Trojan fans are no strangers to the venue either as USC played its home games there for almost 50 years until the 2007 season when the Galen Center was opened.
“I do want to see if we’re going to have more fans than them,” senior guard Lazeric Jones said of the peculiar situation.
Sophomore guard Tyler Lamb was less interested.
“I’m not concerned at all,” he said. “We’re not playing to see how many fans go to the game, we’re playing to win.
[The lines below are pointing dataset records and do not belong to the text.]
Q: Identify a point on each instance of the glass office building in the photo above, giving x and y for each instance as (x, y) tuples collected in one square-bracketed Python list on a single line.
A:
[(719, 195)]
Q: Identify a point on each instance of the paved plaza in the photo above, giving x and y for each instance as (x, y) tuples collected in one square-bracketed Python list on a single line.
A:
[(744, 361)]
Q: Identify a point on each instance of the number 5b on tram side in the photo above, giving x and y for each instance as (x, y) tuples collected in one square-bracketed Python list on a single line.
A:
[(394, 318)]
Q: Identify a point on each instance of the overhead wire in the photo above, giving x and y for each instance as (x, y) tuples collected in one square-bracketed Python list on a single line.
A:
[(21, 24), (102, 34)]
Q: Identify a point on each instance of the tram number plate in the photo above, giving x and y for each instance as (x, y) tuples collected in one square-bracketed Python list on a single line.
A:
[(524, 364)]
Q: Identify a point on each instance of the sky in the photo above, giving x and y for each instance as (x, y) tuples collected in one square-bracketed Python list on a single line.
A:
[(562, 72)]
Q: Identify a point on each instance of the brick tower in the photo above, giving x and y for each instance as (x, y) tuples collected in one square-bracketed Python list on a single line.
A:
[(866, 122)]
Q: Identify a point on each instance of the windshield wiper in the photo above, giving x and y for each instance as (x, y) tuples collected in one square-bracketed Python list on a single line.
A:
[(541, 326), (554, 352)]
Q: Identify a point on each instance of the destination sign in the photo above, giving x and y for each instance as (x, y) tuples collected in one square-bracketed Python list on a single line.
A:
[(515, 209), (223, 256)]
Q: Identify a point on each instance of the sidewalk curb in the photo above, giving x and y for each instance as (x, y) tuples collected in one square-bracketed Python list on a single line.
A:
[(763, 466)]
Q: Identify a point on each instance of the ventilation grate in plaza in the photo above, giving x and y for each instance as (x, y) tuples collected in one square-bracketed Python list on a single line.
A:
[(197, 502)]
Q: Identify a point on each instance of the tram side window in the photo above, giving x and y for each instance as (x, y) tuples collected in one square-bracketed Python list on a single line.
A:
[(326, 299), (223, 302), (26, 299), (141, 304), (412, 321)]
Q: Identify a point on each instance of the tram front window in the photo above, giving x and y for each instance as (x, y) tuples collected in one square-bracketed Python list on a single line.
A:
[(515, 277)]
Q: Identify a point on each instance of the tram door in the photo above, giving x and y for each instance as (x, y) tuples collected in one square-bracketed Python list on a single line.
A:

We love when our fans come to the game and support us, but if they can’t make it to the game, that’s fine too.”
In the first meeting this season between the rivals, UCLA prevailed easily in a 66-47 win at the Galen Center that left little question as to who ruled Los Angeles’ college basketball scene, but that was when the Trojans still had seven-footer Dewayne Dedmon.
A loss to the Trojans in their current state would surely be damaging for coach Ben Howland’s team in an already mediocre season.
The Bruins’ season goals have shifted from winning the conference and securing an at-large bid to the NCAA tournament to finishing in the Pac-12′s top four in order to secure a first-round bye in the conference tournament, their only chance at making the big dance.
The ninth-year coach, true to form, isn’t taking the Trojans lightly.
“Bottom line is if USC beats us tomorrow, that will really be a feather in their cap with everything they’ve gone through,” he said.
“We have to go out and play really hard. Just like the first time we played them, it’s like you throw out all the records.”